2024-08-27 alchemiscale : user group meeting notes

Participants

  • @Iván Pulido

  • @Mike Henry

  • @Jeffrey Wagner

  • Jenke Scheen

  • @Irfan Alibay

  • Ian Kenney

  • @David Dotson

  • @Mike Henry

  • @James Eastwood

 

Meeting recording: 2024-08-27-alchemiscale.mp4

Goals

  • alchemiscale.org

    • user questions, issues, requests

    • compute resources status

    • current stack versions:

      • python 3.12

      • alchemiscale: 0.5.0

      • neo4j: 5.22

      • gufe: 1.0.0

      • openfe: 1.0.1

      • feflow: 0.1.0

      • openmmforcefields: 0.14.1

      • openmm: 8.1.2

  • DD : alchemiscale roadmap 2025: possible components

    • additional FAH protocols in alchemiscale-fah

    • parallel execution of ProtocolDAGs on conventional compute, GPU saturation e.g. for feflow.NonEquilibriumCyclingProtocol

    • merging and copying AlchemicalNetworks in alchemiscale server

    • additional Strategy implementations beyond NetBFE, e.g. CBayesMBAR

    • compute autoscaling for HPC, Kubernetes clusters

    • support for result file retention and retrieval?

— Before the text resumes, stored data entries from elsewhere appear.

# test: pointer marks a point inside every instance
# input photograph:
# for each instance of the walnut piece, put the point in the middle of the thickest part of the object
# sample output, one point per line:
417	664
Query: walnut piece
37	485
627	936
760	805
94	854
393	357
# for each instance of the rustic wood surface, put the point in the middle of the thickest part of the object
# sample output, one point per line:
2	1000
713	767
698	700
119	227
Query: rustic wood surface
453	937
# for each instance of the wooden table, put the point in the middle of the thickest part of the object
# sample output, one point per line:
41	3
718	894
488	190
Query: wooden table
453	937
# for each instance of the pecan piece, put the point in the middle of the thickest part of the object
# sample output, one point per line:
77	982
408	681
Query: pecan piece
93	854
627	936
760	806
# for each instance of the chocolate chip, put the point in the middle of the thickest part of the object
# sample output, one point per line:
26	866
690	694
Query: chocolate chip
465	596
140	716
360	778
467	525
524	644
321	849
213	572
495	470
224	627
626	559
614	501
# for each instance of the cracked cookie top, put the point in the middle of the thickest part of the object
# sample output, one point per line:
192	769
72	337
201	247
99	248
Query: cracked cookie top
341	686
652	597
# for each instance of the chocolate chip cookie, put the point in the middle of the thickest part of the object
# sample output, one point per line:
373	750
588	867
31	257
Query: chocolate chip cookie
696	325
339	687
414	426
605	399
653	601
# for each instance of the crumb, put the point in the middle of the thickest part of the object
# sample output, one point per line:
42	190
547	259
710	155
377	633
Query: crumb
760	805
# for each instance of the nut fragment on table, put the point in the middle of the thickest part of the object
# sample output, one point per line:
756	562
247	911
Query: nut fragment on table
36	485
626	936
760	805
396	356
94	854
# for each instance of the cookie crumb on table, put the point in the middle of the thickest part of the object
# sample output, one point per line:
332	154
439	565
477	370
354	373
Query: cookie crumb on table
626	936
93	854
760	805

    • user-facing dashboard, visualizer?

    • admin-facing dashboard, management interface (e.g. adding/removing users, scopes, permissions)

    • automated, online FE estimates for transformations, whole-network estimators?

    • compute cost estimate for planned networks based on previously-executed networks?

    • others?

  • DD : proposal: reorganize alchemiscale project coordination

    • migrate alchemiscale repo under OpenFreeEnergy Github org

      • question: migrate alchemiscale-fah as well?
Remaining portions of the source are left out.